A continuación, se detalla la cronología de los pasos clave con los que Sánchez ha ido derrocando, paso a paso, el régimen constitucional del 78:
Los hitos de la operación
Indultos y amnistía a los golpistas catalanes: Sánchez indultó primero y amnistió después a los responsables del golpe de Estado de 2017 en Cataluña. Ninguno de ellos ha pedido perdón ni ha renunciado a volver a intentarlo.
Dependencia de prófugos y condenados por terrorismo: Para mantenerse en el poder, negocia y depende parlamentariamente de partidos independentistas, algunos de cuyos líderes han sido condenados por terrorismo o siguen siendo prófugos de la Justicia.
Corrupción familiar y de su entorno: Su esposa, su hermano y parte de su círculo más cercano (incluida la denominada “mafia del Peugeot”) enfrentan graves acusaciones de corrupción. Varios ministros de su gobierno también están bajo investigación. Es la primera vez en la historia democrática que un presidente llega y se mantiene en el poder con indicios de financiación procedente de negocios vinculados a la prostitución.
Gobierno sin legitimidad electoral: Sánchez nunca ha ganado unas elecciones generales con mayoría absoluta. Perdió las últimas y gobierna sin mayoría en el Congreso, apoyándose en los enemigos declarados de la unidad de España.
Gobierno sin Presupuestos Generales del Estado: Es el único presidente de la Unión Europea que lleva toda una legislatura gobernando sin presupuestos aprobados, incumpliendo incluso el mandato constitucional de presentarlos en el Parlamento.

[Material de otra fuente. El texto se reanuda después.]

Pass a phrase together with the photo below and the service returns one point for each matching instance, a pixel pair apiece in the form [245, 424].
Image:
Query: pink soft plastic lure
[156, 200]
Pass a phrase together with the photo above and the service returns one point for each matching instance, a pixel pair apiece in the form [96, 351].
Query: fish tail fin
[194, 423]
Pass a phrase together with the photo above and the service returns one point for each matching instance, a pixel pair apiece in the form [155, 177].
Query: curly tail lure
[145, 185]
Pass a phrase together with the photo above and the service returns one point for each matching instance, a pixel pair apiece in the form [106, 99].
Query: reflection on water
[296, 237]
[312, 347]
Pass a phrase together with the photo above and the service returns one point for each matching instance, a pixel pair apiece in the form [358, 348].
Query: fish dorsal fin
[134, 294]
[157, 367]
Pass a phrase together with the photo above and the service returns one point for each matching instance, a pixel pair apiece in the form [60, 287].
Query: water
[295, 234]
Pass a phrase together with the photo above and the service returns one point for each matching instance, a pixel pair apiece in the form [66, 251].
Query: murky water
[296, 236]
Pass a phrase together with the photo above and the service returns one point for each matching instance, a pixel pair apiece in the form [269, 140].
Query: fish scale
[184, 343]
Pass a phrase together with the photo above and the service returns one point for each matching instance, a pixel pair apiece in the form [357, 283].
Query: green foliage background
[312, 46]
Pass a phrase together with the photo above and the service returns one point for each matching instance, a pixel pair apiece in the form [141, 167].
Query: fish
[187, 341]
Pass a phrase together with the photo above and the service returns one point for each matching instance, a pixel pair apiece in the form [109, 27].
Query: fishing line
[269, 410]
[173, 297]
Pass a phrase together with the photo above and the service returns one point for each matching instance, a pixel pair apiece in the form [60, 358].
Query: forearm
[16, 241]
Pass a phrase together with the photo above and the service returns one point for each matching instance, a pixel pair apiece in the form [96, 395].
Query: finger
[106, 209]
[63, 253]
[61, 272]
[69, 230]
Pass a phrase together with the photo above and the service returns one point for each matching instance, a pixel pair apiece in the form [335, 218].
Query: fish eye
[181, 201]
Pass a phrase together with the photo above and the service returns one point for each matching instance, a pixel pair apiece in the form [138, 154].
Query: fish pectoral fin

Financiación externa sospechosa: Es el único mandatario europeo que ha recibido presunta ayuda económica de regímenes como Venezuela o Cuba, mientras sus socios parlamentarios apoyan abiertamente dictaduras y grupos terroristas en todo el mundo.
Patrimonio familiar controvertido: Parte del patrimonio familiar de Sánchez se habría construido con dinero procedente de un proxeneta en serie que financió, entre otras cosas, su campaña en las primarias del PSOE.
Gestión de crisis catastrófica:
Dejó sin luz a tres países de la Unión Europea en un episodio sin precedentes.
España fue el segundo país del mundo con mayor mortalidad por coronavirus durante la pandemia.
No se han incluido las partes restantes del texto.